The worst thing to do, in fact, is to put them somewhere among your bug-out gear without giving them a try. Testing means knowing how useful your gear will be. After extensive testing drills, you will be able to reckon how much you can rely on your garments.
Taking care of Jackets
Having a sewing kit inside your bob is mandatory since you never know when you might need it. It goes without saying that you need to master at least the essentials of sewing. You don’t need to be an haute couture tailor, and you just need to be able to patch your gear properly.
If you regularly use your bug-out jackets, don’t ignore the importance of taking care of them and use specific products like Nikwax, which will help you to maintain the water resistance capability.
Take care of them, and they will take care of you.

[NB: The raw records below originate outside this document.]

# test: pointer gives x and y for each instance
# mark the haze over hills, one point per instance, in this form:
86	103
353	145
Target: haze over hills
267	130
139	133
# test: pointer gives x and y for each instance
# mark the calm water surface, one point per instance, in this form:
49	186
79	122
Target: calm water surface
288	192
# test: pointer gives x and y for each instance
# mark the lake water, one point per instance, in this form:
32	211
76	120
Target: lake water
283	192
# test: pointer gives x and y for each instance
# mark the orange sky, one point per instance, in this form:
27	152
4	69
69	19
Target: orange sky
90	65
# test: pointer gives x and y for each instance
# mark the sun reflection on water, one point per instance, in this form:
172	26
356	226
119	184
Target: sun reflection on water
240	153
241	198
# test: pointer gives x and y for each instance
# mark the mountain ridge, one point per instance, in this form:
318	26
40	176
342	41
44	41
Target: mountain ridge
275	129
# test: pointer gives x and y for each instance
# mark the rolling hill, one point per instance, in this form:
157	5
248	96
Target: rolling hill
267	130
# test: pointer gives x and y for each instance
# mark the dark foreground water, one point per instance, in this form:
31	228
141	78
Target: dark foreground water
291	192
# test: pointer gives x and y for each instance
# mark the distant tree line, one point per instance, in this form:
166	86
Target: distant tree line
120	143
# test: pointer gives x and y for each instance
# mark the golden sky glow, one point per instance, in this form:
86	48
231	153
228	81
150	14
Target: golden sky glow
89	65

I do own several jackets, all foldable into retention bags. I don’t personally have a separate selection of garments inside my bob. In case of needing my jackets, I just grab them.
Carinthia TRG Jacket
British Military Surplus Waterproof Jacket DPM
Helikon-Tex Trooper black
Mid Temperature Jackets
British Military Surplus Anorak tan
Helikon-tex Wolfhound Hoodie tan
Severe Temperature Jackets
Carinthia Mig 3.0 wolf grey
Helikon-Tex Gunfighter black
As you can see, there’s not a single multipurpose jacket you can count on, and my garments of choice surely stick to the criteria we covered before. They successfully passed all the tests they were subjected to, both in urban and outdoor environments.
Sometimes I combined several jackets. Last October I was running a course in the Netherlands, with heavy wind and constant rain. I wore my British Military Surplus Anorak tan under the Helikon-tex Wolfhound Hoodie tan, and they worked great together.
Knowing yourself, your needs, and the activities you must undertake will help you find out which jackets work best. In a bug-out situation, you need all the protection you can get!